Há um gancho narrativo dos mais elementares e que sempre
funciona. Por isso mesmo, deve ser usado com parcimônia, porque depois da
terceira vez o leitor pensa, meio sem pensar, “ih, lá vem isso de novo”.
Suponhamos o seguinte trecho de um romance:
“Smith deixou as coisas no hotel, lanchou num bar, assistiu um filme, e
de noite foi para a orla da praia, onde pessoas caminhavam, andavam de
bicicleta, passeavam com as crianças. Ele lembrou daquela vez, há mais de dez
anos, em que ele e Marybelle tinham ido para a casa dos amigos na Flórida.
Marybelle. Fazia tempos que não pensava nela. Onde estaria naquele
momento, morando onde, fazendo o quê? (Etc
e tal).”
O gancho consiste em mencionar o personagem, e usar o
nome como uma espécie de crachá abrindo o parágrafo seguinte.
Esta manobra informa ao leitor que estão saindo do continuum de ação para o de digressão e
memória.
Abrir assim um parágrafo, anunciando um nome de pessoa,
um lugar específico, um fato ou uma época (“Ah, aquelas férias na montanha com
os primos!”). Basta isso para que o leitor ressete a bússola mental e acompanhe
a narrativa sem nenhum percalço.
O leitor consegue acompanhar a mais absurdista das
histórias, se a narração dela tiver um mínimo de sinalização narrativa
coerente.
Aí estão Campos de Carvalho, Robert Sheckley, Ionesco,
Jarry. Nesses livros acontecem somente coisas bizarras, mas o leitor não tem o
menor problema em acompanhá-las.
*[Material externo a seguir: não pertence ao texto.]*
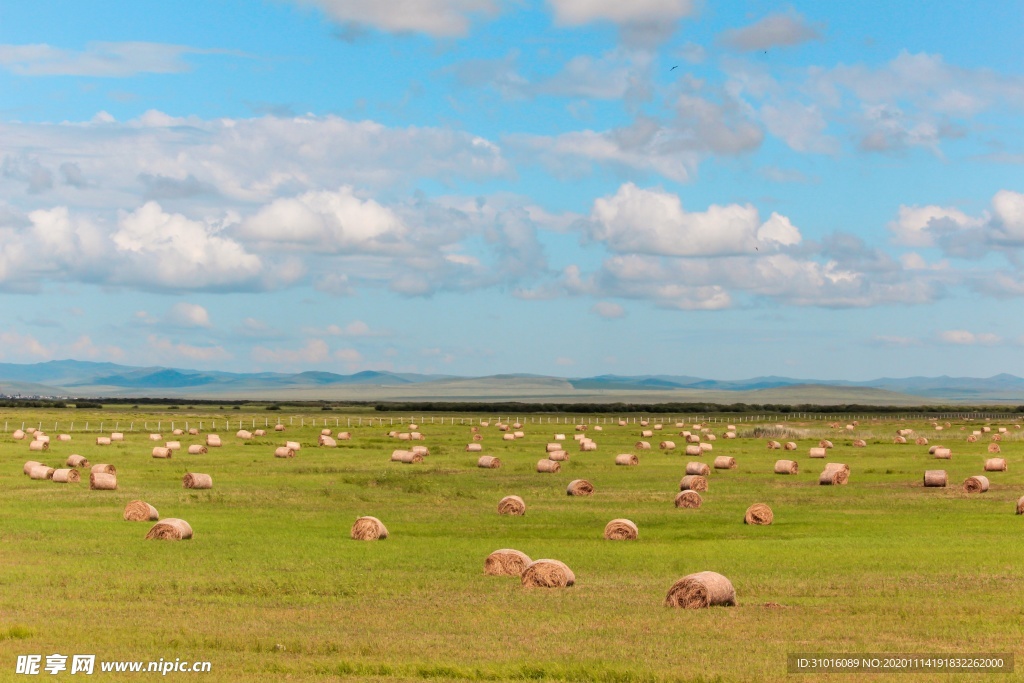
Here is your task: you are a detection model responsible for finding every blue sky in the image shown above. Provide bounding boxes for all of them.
[0,0,1024,379]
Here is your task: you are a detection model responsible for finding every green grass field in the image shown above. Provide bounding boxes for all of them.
[0,410,1024,682]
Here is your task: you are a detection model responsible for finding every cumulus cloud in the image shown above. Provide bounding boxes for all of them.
[296,0,500,38]
[721,12,821,51]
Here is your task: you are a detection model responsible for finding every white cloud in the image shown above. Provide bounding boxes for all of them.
[296,0,499,38]
[722,13,821,51]
[0,42,226,78]
[590,182,801,256]
[165,301,212,328]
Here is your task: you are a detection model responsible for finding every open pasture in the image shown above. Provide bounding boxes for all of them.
[0,411,1024,681]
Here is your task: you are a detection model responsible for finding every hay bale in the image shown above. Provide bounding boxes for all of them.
[498,496,526,517]
[145,517,193,541]
[715,456,736,470]
[29,465,56,481]
[679,474,708,492]
[665,571,736,609]
[964,474,988,494]
[985,458,1007,472]
[775,460,800,474]
[686,463,711,477]
[537,458,562,473]
[483,548,534,577]
[181,472,213,488]
[818,463,850,486]
[351,517,387,541]
[65,454,89,467]
[604,519,640,541]
[50,467,82,483]
[89,467,118,490]
[743,503,775,526]
[124,501,160,522]
[476,456,502,470]
[676,489,703,509]
[519,559,575,588]
[565,479,594,496]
Seu
problema é quando a sinalização narrativa funciona de outra forma, como em
Joyce ou como o Catatau de Paulo
Leminski, que são fluxos de frases pouco consequenciais.
Quando não existe essa sinalização visível, o leitor tem
a sensação de estar o tempo todo recomeçando do zero. Ele não armazena
narrativa; cada frase lida desaparece sem criar uma continuidade, e ele se
sente o tempo todo de mãos vazias.
Já vi leitor reclamar de certos livros vanguardistas: “O
cara fica o tempo todo taxiando e não decola.”
É uma descrição perfeita. O “decolar” que o leitor espera é o
arrebatamento de uma narrativa onde ele sinta que alguma coisa está aconecendo
e que ele (leitor) está conseguindo acompanhar.
Leminski... Os dois romances publicados pelo poeta
curitibano (Agora é que são elas, Catatau) são muito diferentes, e nenhum
dos dois obedece a essa estilística. Poderíamos chamar essa estilística mais
convencional de “estilística de best-seller”,
se isso não passasse a idéia errônea de que livros assim vendem mais do que os
outros. Não vendem. Apenas são livros mais fáceis de entender, porque o autor
vai sinalizando o rumo para o leitor, usando artifícios assim.
Como aquelas bandeirolas que o pessoal finca nas trilhas
entre terras pantanosas, avisando aos traseuntes: “venha por aqui”.
O leitor precisa de continuidade, precisa saber onde está
pisando, mesmo que a paisagem em torno seja de árvores desconhecidas ou
surreais.
Esse recurso de usar um termo para transferir o parágrafo
seguinte se assemelha ao recurso que o cinema usava antigamente para introduzir
um flashback, uma cena de rememoração.
O sujeito estava sentado num banco do calçadão da praia.
Alguém ao lado dizia: “Você está tão pensativo...” E ele dizia: “Estou lembrando de quando
estive na Flórida com uma antiga namorada. Marybelle.”
A câmera se aproximava devagar do rosto dele, que ficava
em silêncio, com o olhar perdido; a imagem começava a ondear, como se estivesse
sendo vista através de uma água em movimento; e surgia em fusão a imagem de
outra praia ensolarada ou enluarada (para fazer contraste com a praia do
presente) e o personagem, mais jovem e com roupa mais jovem, andando de mãos
dadas com uma moça.
Isso fez parte da gramática do cinema durante dez mil
anos, mas a narrativa mais moderna, de cortes rápidos, transferiu esse recurso para
a prateleira dos clichês com prazo vencido. Hoje o cara abre uma gaveta, pega
uma foto de praia, a câmera mostra a foto, e no segundo seguinte já estamos na
praia do passado – sem preparação, sem aviso. E o público entende. Por que? A
sinalização mudou. No cinema, desde os filmes de Jean-Luc Godard.
Godard. Ele próprio, que era tão iconoclasta, sabia que
nenhuma sinalização funciona para 100% das pessoas. Eu sou um leitor tarimbado
e acho esse recurso do “parágrafo anunciado” o ó, mas sei também que para
muitos leitores ele ajuda a transição entre duas faixas mentais.